Biogeographic analyses suggest that South America was likely part of the ancestral area for Abrotanella. The genus is thought to have reached New Zealand and other Pacific areas through long-distance dispersal, as the timing of its evolution postdates the separation of these landmasses. This finding challenges earlier hypotheses that might have attributed the distribution of Abrotanella to ancient vicariance events related to the break-up of Gondwana.

The distribution of Abrotanella species reflects a complex history involving both vicariance and dispersal events. Researchers have proposed that this distribution pattern may have resulted from a combination of factors, including potential migration via land bridges or stepping stones along the Antarctic coast, as well as long-distance dispersal across ocean barriers.

==Description==
Abrotanella comprises small alpine or subalpine plants, often forming cushions. They are typically found growing in moist habitats, herbfields, among rocks, or on bare soils.

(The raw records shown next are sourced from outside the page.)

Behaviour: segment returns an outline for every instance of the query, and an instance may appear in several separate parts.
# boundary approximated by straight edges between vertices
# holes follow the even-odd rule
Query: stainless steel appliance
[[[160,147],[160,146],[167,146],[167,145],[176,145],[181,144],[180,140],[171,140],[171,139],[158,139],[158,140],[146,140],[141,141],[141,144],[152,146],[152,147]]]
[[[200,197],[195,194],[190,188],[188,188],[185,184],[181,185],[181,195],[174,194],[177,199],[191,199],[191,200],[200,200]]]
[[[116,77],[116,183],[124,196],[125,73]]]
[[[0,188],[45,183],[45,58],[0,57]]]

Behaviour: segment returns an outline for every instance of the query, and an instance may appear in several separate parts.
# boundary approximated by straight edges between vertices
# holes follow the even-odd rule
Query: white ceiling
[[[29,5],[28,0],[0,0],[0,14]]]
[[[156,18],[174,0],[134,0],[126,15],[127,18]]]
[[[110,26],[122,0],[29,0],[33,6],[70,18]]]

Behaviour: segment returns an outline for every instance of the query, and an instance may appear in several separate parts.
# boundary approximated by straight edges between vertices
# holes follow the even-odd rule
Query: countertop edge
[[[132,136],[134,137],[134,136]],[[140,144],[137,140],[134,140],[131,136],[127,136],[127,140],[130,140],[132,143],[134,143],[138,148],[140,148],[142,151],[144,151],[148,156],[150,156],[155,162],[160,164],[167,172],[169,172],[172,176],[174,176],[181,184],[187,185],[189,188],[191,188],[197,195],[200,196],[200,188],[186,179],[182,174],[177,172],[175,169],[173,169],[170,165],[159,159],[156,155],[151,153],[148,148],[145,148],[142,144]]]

Most species of Abrotanella lack obvious adaptations for long-distance dispersal. However, some species, such as A. submarginata and A. muscosa, have fruits with twin hairs and an apical crown, which could potentially aid in dispersal.

==Species==
22 species are accepted.

- Abrotanella caespitosa Petrie ex Kirk – New Zealand
- Abrotanella diemii Cabrera – Argentina
- Abrotanella emarginata (Gaudich.) Cass. – Chile, Argentina, Falkland Islands
- Abrotanella fertilis Swenson – New Zealand
- Abrotanella filiformis Petrie – New Zealand (Stewart Islands)
- Abrotanella forsteroides (Hook.f.) Benth. – New Zealand, Tasmania
- Abrotanella inconspicua Hook.f. – New Zealand
- Abrotanella linearifolia A.Gray (synonyms A. crassipes Skottsb. and A. moseleyi Skottsb.) – Tierra del Fuego
- Abrotanella linearis Bergg. – New Zealand
- Abrotanella muscosa Kirk – New Zealand
- Abrotanella nivigena (F.Muell.) F.Muell. ex Benth. – Australia
- Abrotanella papuana S.Moore – New Guinea
- Abrotanella patearoa Heads – New Zealand
- Abrotanella purpurea Swenson – Chile
- Abrotanella pusilla (Hook.f.) Hook.f. – New Zealand
- Abrotanella rostrata Swenson – New Zealand
- Abrotanella rosulata (Hook.f.f) Hook.f. – Campbell Islands
- Abrotanella scapigera (F.Muell.) F.Muell. ex Benth. – Tasmania
- Abrotanella spathulata (Hook.f.) Hook.f. – Auckland Islands
- Abrotanella submarginata A.Gray – Argentina, Chile
- Abrotanella trichoachaenia Cabrera – Argentina, Chile
- Abrotanella trilobata Swenson – Tierra del Fuego

- Formerly placed here
- Rhamphogyne rhynchocarpa (Balf.f.) S.Moore, as Abrotanella rhynchocarpa Balf.f.